Produkte werden ja nicht nur generisch gesucht und nach Amazon-Platzierung gekauft. Marken sind ja auch Orientierungshilfen, weil die Konsumenten damit bestimmte Qualitätseigenschaften verbinden. Und weil sie Prestige verleihen. Die Louis Vuitton-Tasche ist qualitativ nicht besser als manches Kaufhaus-Produkt. Aber sie hat einen Prestigewert und wird gekauft, weil das Logo drauf ist.
Das stimmt. Für solche Produkte gilt das wohl, aber im Commodity-Bereich wird die Differenzierung über Marken und die Flächendistribution sicher sehr viel schwieriger. Es werden zudem neue Marken entstehen, die in den Hometurf der etablierten Brands eindringen. Heute kann ich ja als Influencer über meinen Tiktok- oder Instagram-Kanal sehr leicht Produkte an meine Zielgruppe verkaufen. Das passiert ja auch schon. Nimm Bibis Shampoo, Pamela Reif oder Chiara Ferragni. Wenn man sieht, welche Resonanz die in ihrer Zielgruppe entfachen können, da wird es manchen klassischen Marken schon schwerfallen, mitzuhalten. Deshalb können die Louis Vuittons dieser Welt diese Kanäle nicht ignorieren. Es mag ihnen heute in den Cities noch gut gehen. Aber wenn die anderen großen Händler und Kaufhäuser dort ihre Tore schließen, dann wird die Frequenz auch für diese Läden dünner werden.
Wir haben noch gar nicht über Corona gesprochen! Es sieht so aus, als ob die Krise der Digitalisierung zusätzlichen Schub gibt.
Es stimmt. Wer vorher online schon gut drauf war, der profitiert. Das geht ganz klar zu Lasten derer, die nur stationär präsent sind. Wo soll der Umsatz sonst herkommen? Ja, ich sehe eine starke Verschiebung. Ich sehe auch eine nachhaltige Verschiebung.
Hat das die Bereitschaft der etablierten Player gefördert, sich nun auf den Weg in die digitale Welt zu begeben?
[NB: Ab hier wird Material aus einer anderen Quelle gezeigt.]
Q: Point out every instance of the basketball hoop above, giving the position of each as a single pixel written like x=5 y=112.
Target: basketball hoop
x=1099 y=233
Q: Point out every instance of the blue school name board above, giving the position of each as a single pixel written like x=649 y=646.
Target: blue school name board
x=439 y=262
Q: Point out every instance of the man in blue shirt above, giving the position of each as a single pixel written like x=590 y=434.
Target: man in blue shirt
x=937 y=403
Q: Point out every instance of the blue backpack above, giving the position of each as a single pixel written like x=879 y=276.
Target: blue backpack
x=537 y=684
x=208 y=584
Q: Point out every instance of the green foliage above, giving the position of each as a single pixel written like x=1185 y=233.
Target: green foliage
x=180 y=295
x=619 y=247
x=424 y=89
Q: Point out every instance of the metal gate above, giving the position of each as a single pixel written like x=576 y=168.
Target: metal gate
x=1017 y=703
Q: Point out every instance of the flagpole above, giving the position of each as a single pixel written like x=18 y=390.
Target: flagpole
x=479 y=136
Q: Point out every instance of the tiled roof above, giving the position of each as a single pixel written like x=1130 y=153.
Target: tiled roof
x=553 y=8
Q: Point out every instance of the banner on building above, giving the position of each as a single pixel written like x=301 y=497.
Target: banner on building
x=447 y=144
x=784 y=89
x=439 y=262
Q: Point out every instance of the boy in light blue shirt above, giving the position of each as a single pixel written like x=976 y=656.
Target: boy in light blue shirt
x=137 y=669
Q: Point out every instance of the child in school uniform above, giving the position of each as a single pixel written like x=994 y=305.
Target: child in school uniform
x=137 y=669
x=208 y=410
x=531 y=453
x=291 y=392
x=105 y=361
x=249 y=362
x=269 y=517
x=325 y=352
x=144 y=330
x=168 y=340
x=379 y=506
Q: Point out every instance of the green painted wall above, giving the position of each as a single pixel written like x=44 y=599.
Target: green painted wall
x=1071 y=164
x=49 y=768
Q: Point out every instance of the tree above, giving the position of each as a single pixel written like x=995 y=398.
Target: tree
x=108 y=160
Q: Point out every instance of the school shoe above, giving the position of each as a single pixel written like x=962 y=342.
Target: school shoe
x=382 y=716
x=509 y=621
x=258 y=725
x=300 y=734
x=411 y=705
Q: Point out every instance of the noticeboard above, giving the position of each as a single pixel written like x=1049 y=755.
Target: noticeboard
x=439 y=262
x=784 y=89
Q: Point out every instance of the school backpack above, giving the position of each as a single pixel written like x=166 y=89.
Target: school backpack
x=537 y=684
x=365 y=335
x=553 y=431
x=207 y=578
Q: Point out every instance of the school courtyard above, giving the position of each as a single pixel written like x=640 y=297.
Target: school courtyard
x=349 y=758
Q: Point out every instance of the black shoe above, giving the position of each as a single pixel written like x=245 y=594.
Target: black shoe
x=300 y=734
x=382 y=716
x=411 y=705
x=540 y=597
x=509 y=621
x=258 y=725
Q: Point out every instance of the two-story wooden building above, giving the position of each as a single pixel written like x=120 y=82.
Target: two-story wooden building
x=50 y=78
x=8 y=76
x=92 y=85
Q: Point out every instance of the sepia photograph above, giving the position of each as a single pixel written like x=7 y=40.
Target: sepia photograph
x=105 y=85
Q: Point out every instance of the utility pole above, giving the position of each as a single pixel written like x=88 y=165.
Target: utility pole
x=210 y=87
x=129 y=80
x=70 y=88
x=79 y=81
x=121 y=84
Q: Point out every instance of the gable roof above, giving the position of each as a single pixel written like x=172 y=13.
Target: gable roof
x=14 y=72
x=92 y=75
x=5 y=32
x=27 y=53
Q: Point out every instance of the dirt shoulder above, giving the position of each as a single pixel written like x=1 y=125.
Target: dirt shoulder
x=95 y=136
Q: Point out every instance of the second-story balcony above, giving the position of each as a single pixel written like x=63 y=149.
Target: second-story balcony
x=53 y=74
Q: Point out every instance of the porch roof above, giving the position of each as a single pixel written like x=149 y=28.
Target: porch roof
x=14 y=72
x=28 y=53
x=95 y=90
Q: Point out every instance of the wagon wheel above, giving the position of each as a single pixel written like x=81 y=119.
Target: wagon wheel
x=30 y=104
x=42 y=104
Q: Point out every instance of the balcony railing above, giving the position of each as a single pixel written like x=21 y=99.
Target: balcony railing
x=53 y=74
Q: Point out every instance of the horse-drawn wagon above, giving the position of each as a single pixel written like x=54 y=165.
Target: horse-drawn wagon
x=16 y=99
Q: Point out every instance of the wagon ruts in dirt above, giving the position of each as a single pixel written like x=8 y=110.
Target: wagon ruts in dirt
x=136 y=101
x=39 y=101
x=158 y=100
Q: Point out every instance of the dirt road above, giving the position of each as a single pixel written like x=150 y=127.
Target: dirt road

Da werden sicherlich nun vielerorts Projekte angeschoben, die aber nicht selten im alten Gefängnis von Läden, Wholesale und Vertriebsinteressen gefangen bleiben. Manchmal werden aber auch Dinge, über die man jahrelang nur diskutiert hat, jetzt einfach mal gemacht. Das ist auch richtig so. Die größte Veränderung passiert sicher auf Markenseite. Die denken jetzt verstärkt über Direktvertriebsstrategien nach. Wer den direkten Kundenkontakt nicht hat, wird degradiert zum Lieferanten, der seine Marge aus der Logistik ziehen muss. Das wäre der Einstieg in die Bedeutungslosigkeit.
Alexander Graf ist Herausgeber des Blogs Kassenzone und Gründer des Beratungsunternehmens eTribes sowie Gründer und Geschäftsführer des Softwareanbieters Spryker Systems. Er ist außerdem Autor zahlreicher Fachbeiträge und ‑bücher zur Strategie digitaler Geschäftsmodelle.